Monday, April 5, 2010

Thursday, March 25, 2010

Coming To A School Near You


Stop! The season's not done quite yet, as it's time to shake out yesterday's 50km race and begin the first ever North American Tour de Ski tomorrow.


Then, it's off, with a return to the Great Northwest to come.



And soon to a school near you.

Monday, March 15, 2010

Beginnings & Endings

I wonder what I will remember. Not now, but years from now. Settling down by the water's edge at the family cabin, watching the alpenglow slowly fade away, I wonder then what I'll take - what I'll feel the most - from these last days. The days and reminiscences under the banner Vancouver 2010. The highs. The lows. The gutters and strikes, peaks and valleys. A question whose answers can come only full with the perspective of time. My hope is that the good memories outshine the rest, and I'll be able to pick up all the pieces from the rest, and, to steal a line from Jimi Hendrix, make an island / might even raise a little sand

Seeing Bill and Johnny race away from their final pursuer up the final climb into the Olympic stadium, the rest of the world's best nordic combined skiers strewn somewhere behind sent shivers up my spine.
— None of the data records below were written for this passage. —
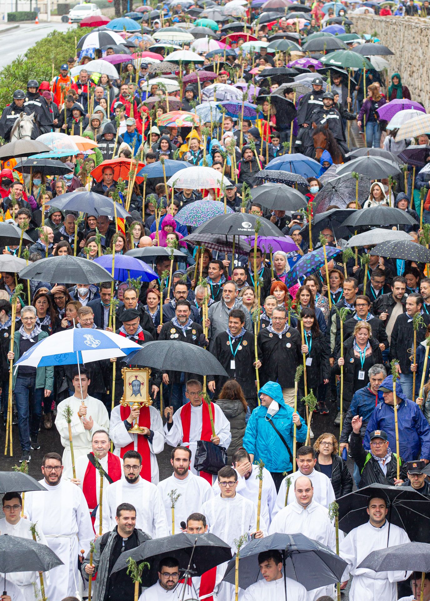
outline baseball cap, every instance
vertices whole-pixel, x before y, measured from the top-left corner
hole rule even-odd
[[[422,474],[425,466],[425,462],[422,460],[406,462],[406,471],[409,474]]]
[[[388,436],[383,430],[374,430],[372,432],[371,432],[369,440],[372,441],[374,438],[381,438],[383,441],[388,440]]]

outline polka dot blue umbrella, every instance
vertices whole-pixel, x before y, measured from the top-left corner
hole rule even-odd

To see my old roommate headed to the finishline, arms overhead, taking America's first ever Olympic gold in the nordic disciplines is the kind of moment I can only hope lands these boys on the front cover of the Wheaties box, and inspires many other Americans to get out and inhale and exhale a little oxygen. Especially in the cold of winter.

The feeling of equipping oneself well, to laying out the performance I could on a big day - even if it wasn't up to the standard that gets one's name etched into the annals of time, that's up there with seeing so many family and friends coming from near and afar to pack the sidelines, and cheer me and my competitors on live trailside. Thanks. Sometimes its the grandest of gestures and the simplest of words that mean the most.

Then there's the image etched in my mind of walking to the front doors of Osborn Elementary a group of fifth graders steal a couple glances back before breaking into a giggle, then running into the building and down the hallways to announce their penpal's unannounced arrival back in class. Thanks girls, that made me smile then as it does now to retell the tale.

Is it one of these I will remember? Only time will tell.

Wednesday, February 17, 2010

Wednesday, February 10, 2010

Like a Thunderbolt,

the Olympics are almost here!

Thursday, February 4, 2010

To Seek...

It's on the outskirts of the Banff National Park where I find myself for the last days of preparation before West to Whistler. Isn't this the way it always is, headed West, leaving the stepping stones behind for the land of new adventures and experiences. In my mind's eye I can see the big mountains as I can breathe in the wet, slightly salty maritime air. Ah, sometimes life's too good, isn't it?

Writing these last lines reminds me about what it's all about - the universal appeal of sport and the Olympian's quest. It's to fully inhabit the most traditional and hallowed sense of the world amateur; a lover of. What a feeling it is to wake up every morning, pop out of bed, let out a big, boisterous Shazaam! and get right to it, loving every minute of the process. Maybe it's encouraging to know (somehow, it is for me anyways) that this state of perfection is beyond most Olympian's daily way and means. This, though, is the personal standard. The one most worth striving for.
When you get to this level, hold it, cherish it, nourish it, share it and carry it's memory with you always. I'll try to do the same.

A friend says, "It's so easy to die before the fact of it." This reminds me of the Jack London penned poem, the work urging one to be the spark that burns out in a brilliant blaze, to be that meteor, every atom in magnificent glow.

To this I say, raise high that roof beam, carpenters! To use every fibre of our bodies in taxing effort, to beat back the deadening effect of habit, to abhor merely existing and instead shine, shine, shine like that exploding star shooting across the dark night sky.

Monday, February 1, 2010

Raise High the Roof Beam, Carpenters

It's a quiet Sunday night as I begin to write. At first it's all stuttering and stopping, cross and erasing. The creative complexity of writing, of making language flow from thought, escapes me. I'm trying too hard. I'm thinking too grand.

I go back to the basics. Write about what you know. Use single, short declarative sentences. Always seek the active voice. Show, don't tell. Write. Put pen to paper. Then, only then, let the inner copy writer's voice come out.

Finally it comes. Yes, this is. If I had to compose a group of words to live by, these might be mine.